What is a stable algorithm?¶

And we finalize the lecture by the concept of stability.

  • Let $x$ be an object (for example, a vector)
  • Let $f(x)$ be the function (functional) you want to evaluate

You also have a numerical algorithm alg(x) that actually computes approximation to $f(x)$.

The algorithm is called forward stable, if $$\Vert \text{alg}(x) - f(x) \Vert \leq \varepsilon $$

The algorithm is called backward stable, if for any $x$ there is a close vector $x + \delta x$ such that

$$\text{alg}(x) = f(x + \delta x)$$

and $\Vert \delta x \Vert$ is small.

Classical example¶

A classical example is the solution of linear systems of equations using Gaussian elimination which is similar to LU factorization (more details later)

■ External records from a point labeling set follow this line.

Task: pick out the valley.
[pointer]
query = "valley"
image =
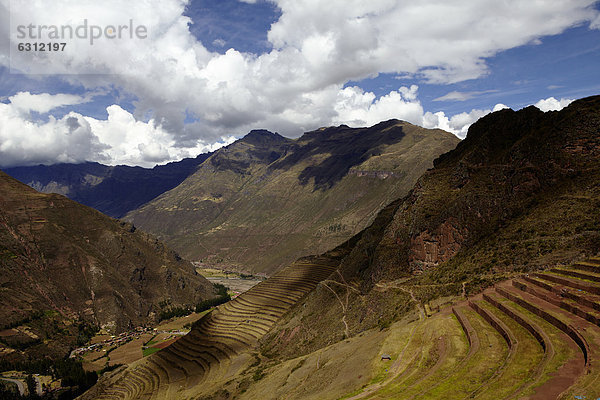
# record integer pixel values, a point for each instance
(481, 280)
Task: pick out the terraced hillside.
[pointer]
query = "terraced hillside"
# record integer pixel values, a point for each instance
(218, 340)
(534, 337)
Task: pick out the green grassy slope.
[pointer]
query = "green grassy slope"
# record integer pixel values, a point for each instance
(62, 262)
(264, 201)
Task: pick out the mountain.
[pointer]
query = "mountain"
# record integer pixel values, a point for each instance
(520, 193)
(65, 265)
(397, 310)
(265, 200)
(112, 190)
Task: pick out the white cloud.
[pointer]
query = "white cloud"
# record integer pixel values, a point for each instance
(317, 48)
(43, 103)
(219, 43)
(552, 104)
(595, 24)
(358, 108)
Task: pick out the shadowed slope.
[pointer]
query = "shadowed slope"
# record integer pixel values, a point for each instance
(229, 331)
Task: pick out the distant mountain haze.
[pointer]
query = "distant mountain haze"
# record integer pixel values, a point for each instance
(266, 200)
(65, 260)
(112, 190)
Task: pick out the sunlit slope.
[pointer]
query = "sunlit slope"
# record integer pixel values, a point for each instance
(264, 201)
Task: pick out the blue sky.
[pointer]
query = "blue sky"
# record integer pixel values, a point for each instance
(211, 70)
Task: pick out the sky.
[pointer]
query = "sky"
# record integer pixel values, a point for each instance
(145, 82)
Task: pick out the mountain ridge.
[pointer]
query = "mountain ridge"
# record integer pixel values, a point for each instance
(258, 205)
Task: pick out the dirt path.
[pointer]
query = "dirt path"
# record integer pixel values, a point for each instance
(344, 303)
(394, 370)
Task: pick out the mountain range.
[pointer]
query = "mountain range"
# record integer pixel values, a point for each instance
(65, 265)
(112, 190)
(396, 311)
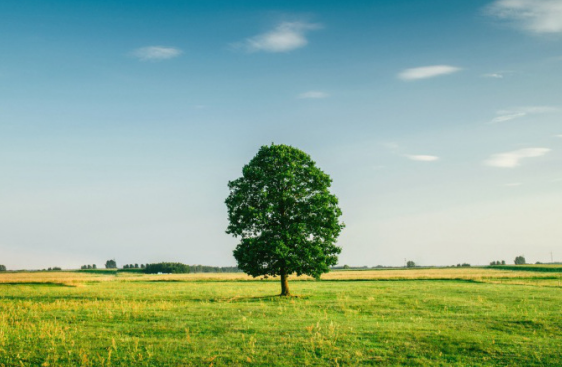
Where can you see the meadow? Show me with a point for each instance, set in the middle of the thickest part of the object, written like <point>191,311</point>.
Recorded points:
<point>419,317</point>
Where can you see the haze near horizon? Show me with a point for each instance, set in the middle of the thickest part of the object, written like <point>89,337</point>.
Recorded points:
<point>121,123</point>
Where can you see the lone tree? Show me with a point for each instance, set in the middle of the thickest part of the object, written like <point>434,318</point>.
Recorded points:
<point>285,216</point>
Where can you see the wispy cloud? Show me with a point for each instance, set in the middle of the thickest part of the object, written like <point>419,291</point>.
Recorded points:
<point>156,53</point>
<point>425,72</point>
<point>422,158</point>
<point>507,115</point>
<point>313,94</point>
<point>493,75</point>
<point>287,36</point>
<point>536,16</point>
<point>512,159</point>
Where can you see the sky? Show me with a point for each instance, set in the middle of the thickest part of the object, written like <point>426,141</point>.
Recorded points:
<point>121,123</point>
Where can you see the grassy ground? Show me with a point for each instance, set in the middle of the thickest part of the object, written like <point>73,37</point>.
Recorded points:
<point>441,317</point>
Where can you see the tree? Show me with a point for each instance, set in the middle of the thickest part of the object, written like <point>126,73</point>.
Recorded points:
<point>111,264</point>
<point>169,268</point>
<point>285,216</point>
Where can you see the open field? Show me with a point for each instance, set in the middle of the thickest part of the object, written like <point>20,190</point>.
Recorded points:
<point>466,316</point>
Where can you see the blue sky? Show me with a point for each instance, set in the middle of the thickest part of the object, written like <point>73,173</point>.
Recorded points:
<point>121,123</point>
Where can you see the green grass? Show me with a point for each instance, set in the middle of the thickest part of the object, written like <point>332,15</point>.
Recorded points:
<point>202,323</point>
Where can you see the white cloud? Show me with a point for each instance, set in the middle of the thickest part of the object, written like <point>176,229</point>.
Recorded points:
<point>425,72</point>
<point>507,115</point>
<point>156,53</point>
<point>493,75</point>
<point>536,16</point>
<point>313,94</point>
<point>511,159</point>
<point>422,158</point>
<point>286,37</point>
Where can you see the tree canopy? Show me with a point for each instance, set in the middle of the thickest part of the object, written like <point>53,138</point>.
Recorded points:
<point>111,264</point>
<point>285,216</point>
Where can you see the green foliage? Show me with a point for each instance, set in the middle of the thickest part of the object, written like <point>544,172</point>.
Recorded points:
<point>55,268</point>
<point>214,269</point>
<point>496,263</point>
<point>284,214</point>
<point>111,264</point>
<point>538,268</point>
<point>167,268</point>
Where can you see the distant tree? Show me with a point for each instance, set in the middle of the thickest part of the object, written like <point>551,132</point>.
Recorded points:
<point>168,268</point>
<point>285,216</point>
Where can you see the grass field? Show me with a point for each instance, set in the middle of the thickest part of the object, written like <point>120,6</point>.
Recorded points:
<point>441,317</point>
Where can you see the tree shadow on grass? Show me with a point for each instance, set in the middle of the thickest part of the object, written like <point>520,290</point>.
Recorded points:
<point>272,298</point>
<point>44,284</point>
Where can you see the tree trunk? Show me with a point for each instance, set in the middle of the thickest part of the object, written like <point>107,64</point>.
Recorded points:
<point>285,285</point>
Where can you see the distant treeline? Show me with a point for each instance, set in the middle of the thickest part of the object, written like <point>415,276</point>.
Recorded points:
<point>167,268</point>
<point>545,269</point>
<point>214,269</point>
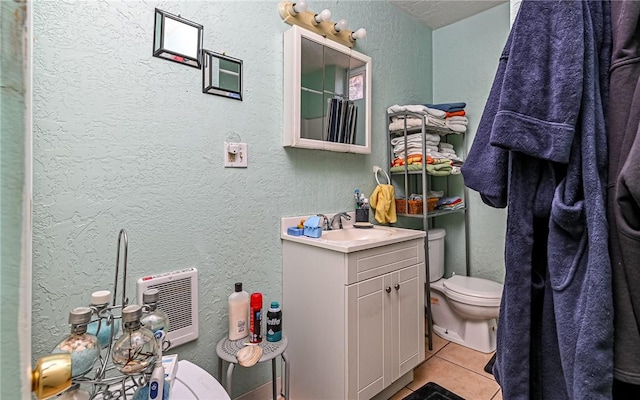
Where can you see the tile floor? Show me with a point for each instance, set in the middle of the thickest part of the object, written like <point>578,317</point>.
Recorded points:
<point>456,368</point>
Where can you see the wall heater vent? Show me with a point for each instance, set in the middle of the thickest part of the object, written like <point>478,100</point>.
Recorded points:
<point>178,291</point>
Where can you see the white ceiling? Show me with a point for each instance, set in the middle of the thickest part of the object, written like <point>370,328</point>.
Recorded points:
<point>438,13</point>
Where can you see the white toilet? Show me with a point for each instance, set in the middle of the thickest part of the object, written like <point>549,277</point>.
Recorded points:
<point>464,309</point>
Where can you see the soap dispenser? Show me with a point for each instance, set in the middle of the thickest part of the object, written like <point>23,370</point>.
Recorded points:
<point>102,327</point>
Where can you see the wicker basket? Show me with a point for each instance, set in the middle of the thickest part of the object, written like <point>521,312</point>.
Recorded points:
<point>409,206</point>
<point>401,206</point>
<point>432,202</point>
<point>415,206</point>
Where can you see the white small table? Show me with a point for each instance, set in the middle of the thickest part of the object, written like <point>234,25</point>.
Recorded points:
<point>226,350</point>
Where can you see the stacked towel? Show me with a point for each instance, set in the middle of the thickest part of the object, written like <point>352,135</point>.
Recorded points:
<point>450,107</point>
<point>447,151</point>
<point>431,117</point>
<point>450,116</point>
<point>450,203</point>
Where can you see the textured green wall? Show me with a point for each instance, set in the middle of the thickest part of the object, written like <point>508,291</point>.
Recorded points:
<point>126,140</point>
<point>12,144</point>
<point>465,59</point>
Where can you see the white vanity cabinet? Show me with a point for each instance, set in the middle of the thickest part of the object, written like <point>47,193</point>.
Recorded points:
<point>354,321</point>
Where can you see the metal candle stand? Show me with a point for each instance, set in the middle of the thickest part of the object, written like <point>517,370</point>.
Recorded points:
<point>108,383</point>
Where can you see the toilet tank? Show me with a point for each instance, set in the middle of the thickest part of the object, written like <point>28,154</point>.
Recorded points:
<point>436,254</point>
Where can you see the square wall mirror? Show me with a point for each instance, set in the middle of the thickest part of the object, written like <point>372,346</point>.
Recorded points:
<point>222,75</point>
<point>327,94</point>
<point>177,39</point>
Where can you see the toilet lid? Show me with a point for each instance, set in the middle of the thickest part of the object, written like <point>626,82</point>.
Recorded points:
<point>473,287</point>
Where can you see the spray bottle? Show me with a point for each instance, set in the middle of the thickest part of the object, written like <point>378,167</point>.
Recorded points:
<point>156,384</point>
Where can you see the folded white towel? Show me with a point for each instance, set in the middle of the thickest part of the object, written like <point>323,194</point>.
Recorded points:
<point>438,122</point>
<point>400,123</point>
<point>458,128</point>
<point>458,119</point>
<point>422,109</point>
<point>416,137</point>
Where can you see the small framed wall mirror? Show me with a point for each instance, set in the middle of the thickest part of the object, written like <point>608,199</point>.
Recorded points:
<point>222,75</point>
<point>177,39</point>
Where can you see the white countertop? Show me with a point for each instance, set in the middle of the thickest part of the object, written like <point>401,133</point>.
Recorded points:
<point>396,235</point>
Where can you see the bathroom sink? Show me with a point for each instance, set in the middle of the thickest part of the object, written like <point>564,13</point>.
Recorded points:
<point>349,239</point>
<point>351,234</point>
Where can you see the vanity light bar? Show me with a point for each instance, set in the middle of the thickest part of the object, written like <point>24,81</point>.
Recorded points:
<point>296,13</point>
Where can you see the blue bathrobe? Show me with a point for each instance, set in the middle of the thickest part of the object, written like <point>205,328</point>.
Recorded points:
<point>541,149</point>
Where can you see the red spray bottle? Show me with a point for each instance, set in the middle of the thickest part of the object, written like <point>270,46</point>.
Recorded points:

We consider the Hilbert matrix with the elements

$$A = \{a_{ij}\}, \quad a_{ij} = \frac{1}{i + j + 1}, \quad i,j = 0, \ldots, n-1.$$

And consider a linear system

$$Ax = f.$$

We will look into matrices in more details in the next lecture, and for linear systems in the upcoming weeks

In [37]:
import numpy as np
n = 20
a = [[1.0/(i + j + 1) for i in range(n)] for j in range(n)] # Hilbert matrix
A = jnp.array(a)
#rhs =  jax.random.normal(jax.random.PRNGKey(0), (n,))
rhs = jnp.ones(n)
sol = jnp.linalg.solve(A, rhs)
print(jnp.linalg.norm(A @ sol - rhs)/jnp.linalg.norm(rhs))
plt.plot(sol)
1.2877871109130684e-08
Out[37]:
[<matplotlib.lines.Line2D at 0x2f927eeb0>]
In [ ]:
rhs = jnp.ones(n)
sol = jnp.linalg.solve(A, rhs)
print(jnp.linalg.norm(A @ sol - rhs)/jnp.linalg.norm(rhs))
#plt.plot(sol)

More examples of instability¶

How to compute the following functions in numerically stable manner?

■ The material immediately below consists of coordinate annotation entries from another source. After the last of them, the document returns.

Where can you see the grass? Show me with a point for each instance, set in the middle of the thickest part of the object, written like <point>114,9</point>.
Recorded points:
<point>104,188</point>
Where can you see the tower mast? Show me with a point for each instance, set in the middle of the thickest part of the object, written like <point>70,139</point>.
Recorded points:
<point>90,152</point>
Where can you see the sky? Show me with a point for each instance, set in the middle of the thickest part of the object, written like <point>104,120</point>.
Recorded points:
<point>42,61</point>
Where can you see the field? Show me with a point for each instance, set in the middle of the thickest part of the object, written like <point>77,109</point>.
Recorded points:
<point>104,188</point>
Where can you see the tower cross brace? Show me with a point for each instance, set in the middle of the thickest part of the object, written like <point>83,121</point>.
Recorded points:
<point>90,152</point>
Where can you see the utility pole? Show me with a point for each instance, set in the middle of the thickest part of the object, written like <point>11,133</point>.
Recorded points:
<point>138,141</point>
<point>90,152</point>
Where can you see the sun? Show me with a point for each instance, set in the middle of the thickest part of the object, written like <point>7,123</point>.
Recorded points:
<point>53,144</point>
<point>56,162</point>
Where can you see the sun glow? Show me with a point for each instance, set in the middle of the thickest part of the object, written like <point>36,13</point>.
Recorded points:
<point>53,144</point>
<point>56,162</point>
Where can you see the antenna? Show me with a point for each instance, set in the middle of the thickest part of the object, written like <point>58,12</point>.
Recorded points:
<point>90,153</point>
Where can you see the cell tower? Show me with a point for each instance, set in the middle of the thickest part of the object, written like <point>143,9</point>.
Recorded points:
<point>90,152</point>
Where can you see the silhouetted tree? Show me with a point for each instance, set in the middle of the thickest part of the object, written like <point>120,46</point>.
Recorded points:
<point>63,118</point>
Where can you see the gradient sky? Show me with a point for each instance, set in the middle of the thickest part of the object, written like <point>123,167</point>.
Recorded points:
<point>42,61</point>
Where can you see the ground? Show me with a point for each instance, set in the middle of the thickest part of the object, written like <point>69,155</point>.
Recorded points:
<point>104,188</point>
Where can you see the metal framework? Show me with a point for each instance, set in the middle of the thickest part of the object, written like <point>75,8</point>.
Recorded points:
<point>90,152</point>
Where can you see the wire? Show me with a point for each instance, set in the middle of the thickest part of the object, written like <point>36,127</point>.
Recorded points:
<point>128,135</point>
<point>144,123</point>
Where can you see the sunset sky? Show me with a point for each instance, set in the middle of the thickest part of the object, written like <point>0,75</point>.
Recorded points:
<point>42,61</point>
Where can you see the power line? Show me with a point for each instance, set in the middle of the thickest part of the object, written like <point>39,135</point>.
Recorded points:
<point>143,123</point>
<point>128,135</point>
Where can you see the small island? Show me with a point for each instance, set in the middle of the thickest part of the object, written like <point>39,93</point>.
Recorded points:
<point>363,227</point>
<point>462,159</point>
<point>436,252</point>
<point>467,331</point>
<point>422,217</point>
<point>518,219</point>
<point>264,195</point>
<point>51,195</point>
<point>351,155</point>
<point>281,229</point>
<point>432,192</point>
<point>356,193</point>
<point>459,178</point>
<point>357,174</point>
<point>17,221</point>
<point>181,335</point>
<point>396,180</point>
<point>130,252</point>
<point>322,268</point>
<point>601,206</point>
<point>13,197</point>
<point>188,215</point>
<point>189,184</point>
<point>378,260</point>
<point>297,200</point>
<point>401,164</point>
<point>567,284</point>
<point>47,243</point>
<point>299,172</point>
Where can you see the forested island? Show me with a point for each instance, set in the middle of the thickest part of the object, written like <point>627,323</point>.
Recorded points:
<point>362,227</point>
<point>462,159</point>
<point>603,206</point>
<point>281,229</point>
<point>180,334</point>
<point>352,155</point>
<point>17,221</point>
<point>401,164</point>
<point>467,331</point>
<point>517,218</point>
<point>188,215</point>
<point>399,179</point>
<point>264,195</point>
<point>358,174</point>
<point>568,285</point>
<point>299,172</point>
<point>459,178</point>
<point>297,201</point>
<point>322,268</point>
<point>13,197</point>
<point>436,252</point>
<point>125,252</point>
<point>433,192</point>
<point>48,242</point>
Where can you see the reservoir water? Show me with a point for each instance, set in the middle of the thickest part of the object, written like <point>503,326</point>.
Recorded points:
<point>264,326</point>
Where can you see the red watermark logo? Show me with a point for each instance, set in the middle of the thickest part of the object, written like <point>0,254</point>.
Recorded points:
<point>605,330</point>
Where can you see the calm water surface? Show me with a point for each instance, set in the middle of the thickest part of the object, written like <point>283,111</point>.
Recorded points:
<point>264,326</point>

  • $\log(1 - \tanh^2(x))$
  • $\text{SoftMax}(x)_j = \dfrac{e^{x_j}}{\sum\limits_{i=1}^n e^{x_i}}$
In [ ]:
u = 300
eps = 1e-6
print("Original function:", jnp.log(1 - jnp.tanh(u)**2))
eps_add = jnp.log(1 - jnp.tanh(u)**2 + eps)
print("Attempt to improve stability by adding a small constant:", eps_add)
print("Use more numerically stable form:", jnp.log(4) - 2 * jnp.log(jnp.exp(-u) + jnp.exp(u)))
In [ ]:
n = 5
x = jax.random.normal(jax.random.PRNGKey(0), (n, ))
x = jax.ops.index_update(x, [0], 1000)
print(jnp.exp(x) / jnp.sum(jnp.exp(x)))
print(jnp.exp(x - jnp.max(x)) / jnp.sum(jnp.exp(x - jnp.max(x))))

Take home message¶

  • Floating point (double, single, number of bytes), rounding error
  • Norms are measures of smallness, used to compute the accuracy
  • $1$, $p$ and Euclidean norms
  • $L_1$ is used in compressed sensing as a surrogate for sparsity (later lectures)
  • Forward/backward error (and stability of algorithms) (later lectures)

Next lecture¶

  • Matrix norms: what is the difference between matrix and vector norms
  • Unitary matrices, including elementary unitary matrices.